Note
Click here to download the full example code
DynamicTable Tutorial¶
This is a tutorial for interacting with DynamicTable objects. This tutorial
is written for beginners and does not describe the full capabilities and nuances
of DynamicTable functionality. Please see the DynamicTable How-To Guide
for more complete documentation. This tutorial is designed to give
you basic familiarity with how DynamicTable works and help you get started
with creating a DynamicTable, adding columns and rows to a DynamicTable,
and accessing data in a DynamicTable.
Introduction¶
The DynamicTable class represents a column-based table
to which you can add custom columns. It consists of a name, a description, a list of
row IDs, and a list of columns.
Constructing a table¶
To create a DynamicTable, call the constructor for
DynamicTable with a string name and string
description.
from hdmf.common import DynamicTable
users_table = DynamicTable(
name='users',
description='a table containing data/metadata about users, one user per row',
)
Adding columns¶
You can add columns to a DynamicTable using
DynamicTable.add_column.
users_table.add_column(
name='first_name',
description='the first name of the user',
)
users_table.add_column(
name='last_name',
description='the last name of the user',
)
Adding ragged array columns¶
You may want to add columns to your table that have a different number of entries per row.

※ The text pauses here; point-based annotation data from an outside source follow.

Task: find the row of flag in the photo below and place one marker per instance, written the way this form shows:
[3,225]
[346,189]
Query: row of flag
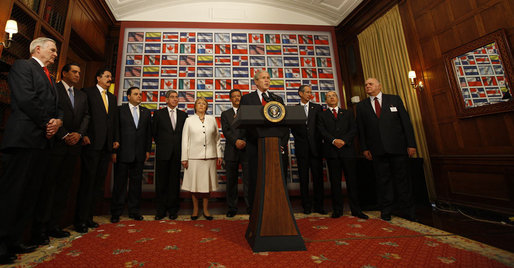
[226,49]
[209,37]
[210,60]
[225,84]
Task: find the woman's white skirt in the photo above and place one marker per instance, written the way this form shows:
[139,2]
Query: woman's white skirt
[200,176]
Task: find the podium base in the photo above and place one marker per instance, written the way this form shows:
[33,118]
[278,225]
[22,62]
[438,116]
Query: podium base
[276,243]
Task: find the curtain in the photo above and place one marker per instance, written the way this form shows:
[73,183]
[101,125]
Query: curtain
[384,56]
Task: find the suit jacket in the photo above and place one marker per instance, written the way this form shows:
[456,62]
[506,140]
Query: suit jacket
[307,138]
[101,123]
[391,133]
[34,102]
[135,141]
[75,118]
[253,99]
[343,128]
[201,140]
[231,136]
[168,141]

This is called a “ragged array column”. To do this, pass index=True to
DynamicTable.add_column.
users_table.add_column(
name='phone_number',
description='the phone number of the user',
index=True,
)
Adding rows¶
You can add rows to a DynamicTable using
DynamicTable.add_row.
You must pass in a keyword argument for every column in the table.
Ragged array column arguments should be passed in as lists or numpy arrays.
The ID of the row will automatically be set and incremented for every row,
starting at 0.
# id will be set to 0 automatically
users_table.add_row(
first_name='Grace',
last_name='Hopper',
phone_number=['123-456-7890'],
)
# id will be set to 1 automatically
users_table.add_row(
first_name='Alan',
last_name='Turing',
phone_number=['555-666-7777', '888-111-2222'],
)
Displaying the table contents as a pandas DataFrame¶
pandas is a popular data analysis tool for working with tabular data.
Convert your DynamicTable to a pandas
DataFrame using
DynamicTable.to_dataframe.
Accessing the table as a DataFrame provides you with powerful
methods for indexing, selecting, and querying tabular data from pandas.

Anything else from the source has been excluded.